The Anglo-Catholic Library contains four volumes of his Miscellaneous Theological Works (1847–1850). The best of them are his Practical Catechism, first published in 1644; his Paraphrase and Annotations on the New Testament (1653); and an incomplete work of a similar nature on the Old Testament. His Life by John Fell, prefixed to the collected Works, was reprinted in vol. iv. of Wordsworth's Ecclesiastical Biography.

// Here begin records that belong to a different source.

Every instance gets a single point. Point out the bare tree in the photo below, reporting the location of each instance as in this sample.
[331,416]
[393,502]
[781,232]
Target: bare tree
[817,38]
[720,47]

Hammond was a pioneer Anglican theologian, much influenced by Richard Hooker and Lancelot Andrewes, but also by Arminianism in the form it took in Hugo Grotius, whom he defended in his writings. Some of Hammond's views were highly idiosyncratic: for example, Paraphrase and Annotations on the New Testament emphasized the (supposed) role of Gnosticism as a clandestine "enemy" of ancient Christianity, claiming Gnostics were exceedingly similar to the contemporary Enthusiasts of his own period (who were typically anti-royalist). Yet Hammond was also the first English scholar to compare manuscripts of the New Testament. He relied heavily on his readings in patristics, and with James Ussher and Isaak Voss argued in favour of the authenticity of the Ignatian Epistles, which could be read as supporting episcopacy. He was attacked by Salmasius and David Blondel, and defended himself. His defence and celebration of episcopacy as traditional was then followed by many English high church theologians: Miles Barne, Henry Dodwell, Fell, Peter Heylyn, Benjamin Lany, Thomas Long, Simon Lowth, John Pearson, Herbert Thorndike, and Francis Turner.

He read widely, and was a diligent scholar. He translated Blaise Pascal's Provincial Letters in 1657, under the title of Les Provinciales, or the Mystery of Jesuitisme, discovered in certain letters written upon occasion of the present differences at Sorbonne between the Jansenists and the Molinists, London, Royston, 1657).